Predicting earth's phenomena is all about finding the right tools for the job. Scientists studying the movement of the San Andreas Fault—the 800-mile-long boundary where the North American Plate grinds against the Pacific Plate—may not yet be able to tell us when to expect a big California earthquake, but they are now able to rake in enough data to estimate where.
Yuri Fialko, an associate professor at the Institute of Geophysics and Planetary Physics at the University of California San Diego, uses a combination of data from satellites (GPS and microwave radar) to pinpoint to the millimeter the movement of tectonic plates. It's called Interferometric Synthetic Aperture Radar (InSAR), a technology whose efficacy in studying seismic movement was proven in the early 1990s.

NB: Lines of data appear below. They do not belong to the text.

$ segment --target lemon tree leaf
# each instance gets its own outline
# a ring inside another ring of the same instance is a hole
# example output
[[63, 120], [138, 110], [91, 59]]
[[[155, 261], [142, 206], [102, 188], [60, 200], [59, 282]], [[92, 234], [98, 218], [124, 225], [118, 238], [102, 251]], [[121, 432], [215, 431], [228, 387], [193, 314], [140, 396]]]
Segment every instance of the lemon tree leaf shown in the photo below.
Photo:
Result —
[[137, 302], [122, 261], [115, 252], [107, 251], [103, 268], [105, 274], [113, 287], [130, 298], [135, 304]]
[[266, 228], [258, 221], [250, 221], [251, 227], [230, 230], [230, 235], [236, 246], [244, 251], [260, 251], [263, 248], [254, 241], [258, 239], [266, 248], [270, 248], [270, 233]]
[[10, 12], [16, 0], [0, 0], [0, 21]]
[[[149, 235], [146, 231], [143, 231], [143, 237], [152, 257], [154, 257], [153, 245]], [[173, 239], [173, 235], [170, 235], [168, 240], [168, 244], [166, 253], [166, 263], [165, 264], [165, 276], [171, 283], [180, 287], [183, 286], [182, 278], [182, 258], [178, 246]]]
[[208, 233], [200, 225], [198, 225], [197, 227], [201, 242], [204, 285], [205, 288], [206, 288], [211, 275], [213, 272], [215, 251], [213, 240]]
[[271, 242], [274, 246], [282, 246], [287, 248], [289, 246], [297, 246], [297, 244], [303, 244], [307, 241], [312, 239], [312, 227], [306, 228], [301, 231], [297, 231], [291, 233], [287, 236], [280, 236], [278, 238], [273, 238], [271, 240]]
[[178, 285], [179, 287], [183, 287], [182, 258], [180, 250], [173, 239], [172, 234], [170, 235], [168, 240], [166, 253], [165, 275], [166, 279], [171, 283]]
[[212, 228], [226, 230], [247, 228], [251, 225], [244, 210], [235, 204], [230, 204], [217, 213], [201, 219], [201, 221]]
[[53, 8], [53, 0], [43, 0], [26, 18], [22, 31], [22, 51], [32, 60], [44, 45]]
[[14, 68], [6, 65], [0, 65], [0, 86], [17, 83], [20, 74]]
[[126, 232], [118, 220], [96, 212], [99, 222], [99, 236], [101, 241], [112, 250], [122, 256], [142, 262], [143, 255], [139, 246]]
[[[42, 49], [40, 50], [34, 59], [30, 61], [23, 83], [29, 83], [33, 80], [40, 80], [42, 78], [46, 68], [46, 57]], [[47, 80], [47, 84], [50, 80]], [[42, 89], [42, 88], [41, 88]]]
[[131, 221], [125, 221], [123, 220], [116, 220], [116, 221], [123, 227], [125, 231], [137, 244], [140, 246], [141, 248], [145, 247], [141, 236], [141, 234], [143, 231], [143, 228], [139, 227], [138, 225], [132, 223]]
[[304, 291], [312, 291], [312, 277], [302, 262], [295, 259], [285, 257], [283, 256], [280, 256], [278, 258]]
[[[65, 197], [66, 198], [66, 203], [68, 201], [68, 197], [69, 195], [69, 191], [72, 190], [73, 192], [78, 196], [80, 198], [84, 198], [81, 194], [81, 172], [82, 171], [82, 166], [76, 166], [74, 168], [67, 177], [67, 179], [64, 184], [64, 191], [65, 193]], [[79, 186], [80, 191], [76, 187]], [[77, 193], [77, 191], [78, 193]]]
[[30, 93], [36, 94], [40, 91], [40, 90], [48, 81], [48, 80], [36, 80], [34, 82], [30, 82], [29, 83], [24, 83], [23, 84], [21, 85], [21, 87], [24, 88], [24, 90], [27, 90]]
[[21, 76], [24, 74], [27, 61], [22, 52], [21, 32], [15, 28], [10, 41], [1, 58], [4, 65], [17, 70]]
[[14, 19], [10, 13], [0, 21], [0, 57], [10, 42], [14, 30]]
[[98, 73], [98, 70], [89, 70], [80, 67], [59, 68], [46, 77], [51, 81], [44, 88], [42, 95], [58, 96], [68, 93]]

How it works: A satellite sends a microwave pulse toward the Earth's surface, and then records the radar "echo." From that, computers create a digital terrain map that spans hundreds of square miles, with a resolution of about two meters. For the past decade, a satellite has passed over the San Andreas area roughly once a month, giving Fialko a wealth of data on the shifts of the fault. He has learned, for example, that the southern portion of the fault is moving about 25 millimeters per year and showing a record amount of elastic strain. This strain is released by earthquakes—the greater the elastic stress on the plates, the greater the earthquake required to release it. Since the southern San Andreas, which runs from the Salton Sea to the San Bernardino Mountains, has not had an earthquake in over 300 years, Fialko believes a big one could be on the way. The question, of course, is when.
"Using interferometry, we're able to get an idea of the likely location and strength of an earthquake," says Fialko, "but the repeat frequency of a large quake can vary widely." Still, with four InSAR-equipped satellites currently orbiting the Earth, and NASA looking into launching one of its own, Fialko could someday have enough data to make long-term predictions possible. "We're now closer to understanding the timing of seismic events than we've ever been," he says.